The Chinese team reported that 71 embryos survived the experiment and 54 of them had been genetically tested. Of these, 28 embryos had the blood gene “spliced” but only a fraction of those contained the replacement genetic material. More disturbing was the discovery of “off target” effects, when the Crispr complex changed something at the wrong position on the DNA molecule. This could have created new genetic problems for the embryo – if implanted into a womb.

The results were disappointing.

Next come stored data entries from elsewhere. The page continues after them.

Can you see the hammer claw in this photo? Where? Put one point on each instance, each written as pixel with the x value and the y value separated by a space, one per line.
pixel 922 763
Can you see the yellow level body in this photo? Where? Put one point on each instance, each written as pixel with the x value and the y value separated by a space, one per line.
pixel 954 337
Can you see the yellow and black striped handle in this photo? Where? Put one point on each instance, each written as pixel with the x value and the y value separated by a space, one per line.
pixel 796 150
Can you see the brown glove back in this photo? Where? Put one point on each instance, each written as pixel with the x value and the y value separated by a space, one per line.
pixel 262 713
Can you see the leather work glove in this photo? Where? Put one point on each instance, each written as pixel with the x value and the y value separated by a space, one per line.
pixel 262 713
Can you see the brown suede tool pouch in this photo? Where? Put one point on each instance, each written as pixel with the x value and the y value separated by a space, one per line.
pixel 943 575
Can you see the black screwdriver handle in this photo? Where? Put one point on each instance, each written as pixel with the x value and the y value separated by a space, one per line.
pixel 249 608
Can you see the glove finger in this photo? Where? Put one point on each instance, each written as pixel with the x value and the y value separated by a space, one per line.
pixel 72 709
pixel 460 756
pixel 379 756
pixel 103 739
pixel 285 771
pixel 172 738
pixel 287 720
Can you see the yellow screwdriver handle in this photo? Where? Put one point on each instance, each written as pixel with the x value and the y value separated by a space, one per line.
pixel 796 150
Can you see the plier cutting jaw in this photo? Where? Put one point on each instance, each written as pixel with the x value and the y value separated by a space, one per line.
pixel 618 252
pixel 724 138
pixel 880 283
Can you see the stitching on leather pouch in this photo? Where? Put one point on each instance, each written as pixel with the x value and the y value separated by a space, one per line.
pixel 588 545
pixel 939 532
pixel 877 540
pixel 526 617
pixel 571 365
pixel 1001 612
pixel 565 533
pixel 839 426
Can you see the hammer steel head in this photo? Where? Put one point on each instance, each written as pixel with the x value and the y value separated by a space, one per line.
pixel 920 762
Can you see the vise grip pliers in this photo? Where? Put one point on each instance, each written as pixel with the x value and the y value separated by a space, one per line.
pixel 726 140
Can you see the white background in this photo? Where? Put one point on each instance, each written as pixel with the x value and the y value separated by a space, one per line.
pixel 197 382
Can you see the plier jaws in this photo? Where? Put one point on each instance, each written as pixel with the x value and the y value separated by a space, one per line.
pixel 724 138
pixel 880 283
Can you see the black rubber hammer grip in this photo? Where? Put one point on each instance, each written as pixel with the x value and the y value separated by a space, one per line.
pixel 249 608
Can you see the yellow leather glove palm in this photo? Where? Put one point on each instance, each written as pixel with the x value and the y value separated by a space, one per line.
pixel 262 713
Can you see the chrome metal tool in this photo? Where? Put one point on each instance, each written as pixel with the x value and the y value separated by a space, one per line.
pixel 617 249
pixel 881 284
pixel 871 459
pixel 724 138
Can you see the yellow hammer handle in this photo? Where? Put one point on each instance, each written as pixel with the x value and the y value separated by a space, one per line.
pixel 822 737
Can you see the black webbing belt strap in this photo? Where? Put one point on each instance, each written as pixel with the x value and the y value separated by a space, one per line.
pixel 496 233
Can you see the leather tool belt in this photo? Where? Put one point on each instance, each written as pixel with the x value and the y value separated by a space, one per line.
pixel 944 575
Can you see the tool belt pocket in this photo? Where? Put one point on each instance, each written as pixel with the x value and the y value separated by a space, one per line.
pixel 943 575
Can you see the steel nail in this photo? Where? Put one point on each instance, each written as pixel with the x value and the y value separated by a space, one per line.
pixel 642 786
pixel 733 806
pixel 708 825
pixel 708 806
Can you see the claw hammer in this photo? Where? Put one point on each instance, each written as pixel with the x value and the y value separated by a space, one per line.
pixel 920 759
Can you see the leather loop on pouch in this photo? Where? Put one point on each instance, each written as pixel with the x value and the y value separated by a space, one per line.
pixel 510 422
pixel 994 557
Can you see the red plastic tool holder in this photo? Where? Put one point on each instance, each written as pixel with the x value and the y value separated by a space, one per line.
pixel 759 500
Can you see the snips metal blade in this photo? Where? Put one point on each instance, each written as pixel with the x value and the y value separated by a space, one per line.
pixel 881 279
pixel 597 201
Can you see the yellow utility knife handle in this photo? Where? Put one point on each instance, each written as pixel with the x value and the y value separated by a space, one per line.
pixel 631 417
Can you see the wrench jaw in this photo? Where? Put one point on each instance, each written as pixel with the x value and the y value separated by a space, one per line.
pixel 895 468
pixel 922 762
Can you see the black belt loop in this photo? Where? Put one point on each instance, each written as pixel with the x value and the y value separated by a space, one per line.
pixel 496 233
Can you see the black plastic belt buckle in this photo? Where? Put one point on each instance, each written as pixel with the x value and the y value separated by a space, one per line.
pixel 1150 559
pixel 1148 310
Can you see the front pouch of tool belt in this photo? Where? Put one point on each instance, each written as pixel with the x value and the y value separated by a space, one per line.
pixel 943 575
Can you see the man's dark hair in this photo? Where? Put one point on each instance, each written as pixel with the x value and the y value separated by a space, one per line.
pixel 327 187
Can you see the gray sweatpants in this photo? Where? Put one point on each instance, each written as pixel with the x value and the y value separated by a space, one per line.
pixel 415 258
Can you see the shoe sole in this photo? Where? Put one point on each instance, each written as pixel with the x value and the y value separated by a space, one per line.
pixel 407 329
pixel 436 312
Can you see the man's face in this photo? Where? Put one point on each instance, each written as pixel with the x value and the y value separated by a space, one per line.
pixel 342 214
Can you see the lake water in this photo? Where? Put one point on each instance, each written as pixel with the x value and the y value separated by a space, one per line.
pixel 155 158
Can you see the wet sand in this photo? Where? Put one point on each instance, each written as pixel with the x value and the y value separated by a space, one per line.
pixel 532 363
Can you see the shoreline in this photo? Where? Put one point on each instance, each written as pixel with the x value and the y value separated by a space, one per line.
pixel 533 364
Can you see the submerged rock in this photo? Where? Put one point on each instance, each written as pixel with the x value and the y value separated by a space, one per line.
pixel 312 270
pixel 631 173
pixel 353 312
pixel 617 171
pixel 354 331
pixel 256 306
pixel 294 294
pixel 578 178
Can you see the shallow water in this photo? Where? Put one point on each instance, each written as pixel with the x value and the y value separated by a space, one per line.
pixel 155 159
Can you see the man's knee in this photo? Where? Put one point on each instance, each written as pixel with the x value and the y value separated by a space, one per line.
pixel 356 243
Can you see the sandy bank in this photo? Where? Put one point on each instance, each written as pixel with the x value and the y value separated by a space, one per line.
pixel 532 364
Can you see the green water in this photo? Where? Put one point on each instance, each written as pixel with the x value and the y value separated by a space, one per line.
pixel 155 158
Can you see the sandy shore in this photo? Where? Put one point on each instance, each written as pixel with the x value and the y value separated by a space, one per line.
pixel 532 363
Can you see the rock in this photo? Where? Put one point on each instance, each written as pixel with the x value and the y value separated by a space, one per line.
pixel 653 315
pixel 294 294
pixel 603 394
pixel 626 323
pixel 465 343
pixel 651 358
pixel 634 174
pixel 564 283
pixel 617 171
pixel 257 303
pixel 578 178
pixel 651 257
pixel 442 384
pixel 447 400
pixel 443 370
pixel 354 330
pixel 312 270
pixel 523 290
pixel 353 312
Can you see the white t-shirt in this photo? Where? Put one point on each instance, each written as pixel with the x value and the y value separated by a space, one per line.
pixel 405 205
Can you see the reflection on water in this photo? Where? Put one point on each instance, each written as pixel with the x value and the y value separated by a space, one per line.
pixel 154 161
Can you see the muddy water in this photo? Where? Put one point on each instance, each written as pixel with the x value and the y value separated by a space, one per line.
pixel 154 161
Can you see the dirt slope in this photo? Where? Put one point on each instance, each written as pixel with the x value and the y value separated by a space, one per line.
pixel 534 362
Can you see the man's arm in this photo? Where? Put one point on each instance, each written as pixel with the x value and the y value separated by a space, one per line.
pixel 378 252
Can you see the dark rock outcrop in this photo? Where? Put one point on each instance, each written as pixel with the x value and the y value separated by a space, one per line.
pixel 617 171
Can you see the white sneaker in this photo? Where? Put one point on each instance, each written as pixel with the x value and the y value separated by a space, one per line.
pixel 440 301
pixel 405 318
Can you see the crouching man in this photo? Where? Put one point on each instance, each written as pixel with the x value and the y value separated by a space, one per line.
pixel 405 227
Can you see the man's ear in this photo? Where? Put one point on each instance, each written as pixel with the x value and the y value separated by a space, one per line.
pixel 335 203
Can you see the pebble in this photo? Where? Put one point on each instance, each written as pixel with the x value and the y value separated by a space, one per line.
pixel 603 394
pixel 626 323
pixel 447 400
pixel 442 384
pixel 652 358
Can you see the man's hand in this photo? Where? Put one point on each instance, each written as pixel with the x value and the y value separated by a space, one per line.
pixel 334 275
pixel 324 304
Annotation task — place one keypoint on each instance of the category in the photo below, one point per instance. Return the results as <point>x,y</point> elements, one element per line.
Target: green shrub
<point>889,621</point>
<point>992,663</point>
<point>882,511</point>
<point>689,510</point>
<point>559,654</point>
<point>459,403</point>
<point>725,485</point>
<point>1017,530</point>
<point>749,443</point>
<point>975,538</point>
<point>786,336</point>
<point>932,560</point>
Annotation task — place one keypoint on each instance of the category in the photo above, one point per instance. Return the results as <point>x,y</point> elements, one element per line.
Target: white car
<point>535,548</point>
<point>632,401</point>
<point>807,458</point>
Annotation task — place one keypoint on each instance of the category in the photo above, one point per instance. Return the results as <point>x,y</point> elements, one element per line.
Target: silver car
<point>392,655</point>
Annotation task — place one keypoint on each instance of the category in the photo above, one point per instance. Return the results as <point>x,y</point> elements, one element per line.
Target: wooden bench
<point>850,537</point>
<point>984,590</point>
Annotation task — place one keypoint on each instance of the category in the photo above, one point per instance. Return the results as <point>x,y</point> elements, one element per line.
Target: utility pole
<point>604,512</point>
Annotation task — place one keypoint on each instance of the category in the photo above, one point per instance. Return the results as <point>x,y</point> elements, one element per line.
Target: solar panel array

However, Crispr in the hands of other scientists has produced remarkably few off-target effects, and it is possible the poor accuracy seen in the Chinese study may have been the result of using defective “triploid” embryos with three sets of chromosomes. “The authors used abnormally fertilised embryos, presumably because they did not want to be accused of using embryos that could undergo development to term if implanted,” said Professor Robin Lovell-Badge of the Crick Institute in London.

“It is possible that the DNA repair mechanisms that are more likely to lead to errors have been activated in such abnormal embryos,” he said.

Other studies have shown Crispr to be such a powerful tool for gene editing that it has led some experts to suggest a global moratorium on experimenting with human germline cells until the ethics of what some see as the technological path to “designer babies” have been publicly debated.

“I disagree with a moratorium... indeed I am fully supportive of research being carried out on early human embryos in the lab, especially on embryos that are not required for reproduction and would otherwise be discarded,” Professor Lovell-Badge said.

Dusko Ilic, a stem cell researcher at King’s College London, agreed: “If the technology exists, scientists will continue doing such experiments and eventually, one day, repair of mutation-causing genetic diseases can become a reality,” he said.